Learning all of those things took most of my college career, along with a slew of other CS, EE, and math courses. But nothing I learned in college really expanded my view of the programming language world beyond C/C++ and Java. It wasn't until fairly recently that the lights finally came on, and that was due to two things: reading lots of programming blogs, and learning JavaScript. The blog reading made me much more aware of the shear number of other languages and other kinds of languages out there, and JavaScript is one of those other kinds of languages.

Whereas the languages that I knew best (C/C++ and Java) were static languages, JavaScript is a dynamic language. That difference alone is huge compared to the differences between C, C++, and Java. On top of that, JavaScript is interpreted instead of compiled and it has a host of other features that were new to me, like object literal notation, property attributes, sparse arrays, closures, functional programming, and class prototypes.

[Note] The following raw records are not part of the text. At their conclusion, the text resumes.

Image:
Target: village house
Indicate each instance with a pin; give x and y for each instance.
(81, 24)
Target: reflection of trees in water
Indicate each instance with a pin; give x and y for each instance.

After these two key experiences, my view of the world really changed:

Diagram of programming perspective with Logo, Pascal, C, C++, Java, and JavaScript

Programming in JavaScript is so different than the other languages I know, it's refreshing and downright exciting. I still have a lot to learn to become proficient in it, but I can already see that it's going to open up whole new ways of thinking about and designing software for me. And now I realize how small my view of the world was. The single most important thing I can do to improve as a programmer is learn another language. It doesn't matter how many I know, the next language I learn is going to teach me things I don't yet know about programming and improve my understanding about things I thought I already knew. I still have a lot to learn.